The mentioned reaction between acetone and benzaldehyde:

The same reaction just with molecular formulas:

C₃H₆O (acetone) + 2C₇H₆O (benzaldehyde) "\\to" C₁₇H₁₄O (dibenzalacetone)

M(C₃H₆O) = 58.08 g/mol

M(C₇H₆O) = 106.12 g/mol

M(C₁₇H₁₄O) = 234.29 g/mol

How many moles of reagents were used for the reaction?:

n(C₃H₆O) = m(C₃H₆O)/M(C₃H₆O) = 0.791 g/58.08 g/mol = 0.01362 mol

n(C₇H₆O) = m(C₇H₆O)/M(C₇H₆O) = 1.044g/106.12 g/mol = 0.009838 mol

According to the reaction for 1 mole of acetone, it is needed 2 moles of benzaldehyde.
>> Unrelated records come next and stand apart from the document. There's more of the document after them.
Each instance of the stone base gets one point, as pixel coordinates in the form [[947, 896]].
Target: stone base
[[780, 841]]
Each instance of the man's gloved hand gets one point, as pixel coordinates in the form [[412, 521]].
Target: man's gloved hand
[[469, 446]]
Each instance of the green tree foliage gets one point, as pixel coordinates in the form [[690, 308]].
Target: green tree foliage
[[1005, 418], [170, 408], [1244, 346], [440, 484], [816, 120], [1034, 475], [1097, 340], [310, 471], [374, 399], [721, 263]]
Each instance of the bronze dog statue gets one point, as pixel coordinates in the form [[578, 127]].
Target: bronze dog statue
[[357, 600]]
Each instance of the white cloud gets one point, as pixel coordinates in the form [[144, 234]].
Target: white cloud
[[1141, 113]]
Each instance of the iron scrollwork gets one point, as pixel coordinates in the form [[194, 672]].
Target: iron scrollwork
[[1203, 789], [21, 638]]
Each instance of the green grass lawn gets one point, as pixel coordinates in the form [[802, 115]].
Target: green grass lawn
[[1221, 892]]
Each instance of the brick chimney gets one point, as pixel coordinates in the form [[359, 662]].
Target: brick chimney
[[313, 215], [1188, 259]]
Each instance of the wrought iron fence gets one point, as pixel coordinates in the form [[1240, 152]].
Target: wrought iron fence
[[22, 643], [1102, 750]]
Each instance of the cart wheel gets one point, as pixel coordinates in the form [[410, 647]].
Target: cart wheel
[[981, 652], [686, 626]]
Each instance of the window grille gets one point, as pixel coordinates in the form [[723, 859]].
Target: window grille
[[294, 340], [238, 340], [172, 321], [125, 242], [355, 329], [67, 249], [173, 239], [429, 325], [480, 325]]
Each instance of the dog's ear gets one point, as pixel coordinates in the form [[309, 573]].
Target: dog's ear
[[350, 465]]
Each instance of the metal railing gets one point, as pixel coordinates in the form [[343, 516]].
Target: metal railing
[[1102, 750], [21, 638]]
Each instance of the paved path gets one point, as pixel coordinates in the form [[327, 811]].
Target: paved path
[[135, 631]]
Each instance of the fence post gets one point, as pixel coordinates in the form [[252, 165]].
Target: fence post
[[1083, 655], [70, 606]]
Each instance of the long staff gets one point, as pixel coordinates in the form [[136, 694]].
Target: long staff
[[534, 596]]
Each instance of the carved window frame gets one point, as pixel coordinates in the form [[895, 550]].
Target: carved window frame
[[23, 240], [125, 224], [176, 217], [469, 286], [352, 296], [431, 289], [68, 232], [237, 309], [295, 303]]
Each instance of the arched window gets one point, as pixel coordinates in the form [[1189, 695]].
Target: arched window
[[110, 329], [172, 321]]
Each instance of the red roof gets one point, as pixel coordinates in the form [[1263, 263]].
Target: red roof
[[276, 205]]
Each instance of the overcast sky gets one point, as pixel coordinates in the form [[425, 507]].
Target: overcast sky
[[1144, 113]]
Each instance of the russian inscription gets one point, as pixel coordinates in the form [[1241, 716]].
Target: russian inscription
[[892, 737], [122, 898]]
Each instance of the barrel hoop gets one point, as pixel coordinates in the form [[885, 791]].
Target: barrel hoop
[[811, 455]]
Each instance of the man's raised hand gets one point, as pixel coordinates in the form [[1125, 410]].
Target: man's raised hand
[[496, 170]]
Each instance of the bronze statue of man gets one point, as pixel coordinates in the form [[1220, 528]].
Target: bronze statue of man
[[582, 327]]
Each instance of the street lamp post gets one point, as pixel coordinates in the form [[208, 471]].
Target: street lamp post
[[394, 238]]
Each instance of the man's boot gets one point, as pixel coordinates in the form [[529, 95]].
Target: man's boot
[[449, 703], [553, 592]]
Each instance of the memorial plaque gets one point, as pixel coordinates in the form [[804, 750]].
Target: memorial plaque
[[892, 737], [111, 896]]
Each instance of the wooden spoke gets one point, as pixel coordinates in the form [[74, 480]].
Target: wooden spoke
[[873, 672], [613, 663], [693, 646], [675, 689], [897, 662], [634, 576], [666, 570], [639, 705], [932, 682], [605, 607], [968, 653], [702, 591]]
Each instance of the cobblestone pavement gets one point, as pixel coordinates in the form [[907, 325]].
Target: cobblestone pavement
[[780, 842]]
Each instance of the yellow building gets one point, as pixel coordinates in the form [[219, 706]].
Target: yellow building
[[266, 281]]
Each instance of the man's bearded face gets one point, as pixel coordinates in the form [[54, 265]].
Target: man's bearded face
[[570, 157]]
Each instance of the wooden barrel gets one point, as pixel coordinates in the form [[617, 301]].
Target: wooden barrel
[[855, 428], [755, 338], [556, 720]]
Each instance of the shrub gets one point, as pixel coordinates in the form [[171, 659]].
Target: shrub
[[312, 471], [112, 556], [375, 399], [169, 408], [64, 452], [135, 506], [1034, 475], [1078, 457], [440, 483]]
In our case 0.01362 mol x 2 = 0.02724 mol that is much more than 0.009838. Therefore here there is the excess acetone and we have to use n(C₇H₆O) = 0.009838 mol for further calculations.

n(C₁₇H₁₄O theoretical) = 0.5 n(C₇H₆O) = 0.5 x 0.009838 mol = 0.004919 mol

theoretical yield = m(C₁₇H₁₄O theoretical) = n(C₁₇H₁₄O theoretical) x M(C₁₇H₁₄O) =

0.004919 mol x 234.29 g/mol = 1.152 g

percentage yield = "\\eta"(C₁₇H₁₄O) = [m(dibenzalacetone exp.)/m(C₁₇H₁₄O theoretical)]x100% =

[1.00 g/1.152 g] x 100% = 86.8%

Answer: theoretical yield = 1.152 g, percentage yield = 86.8%.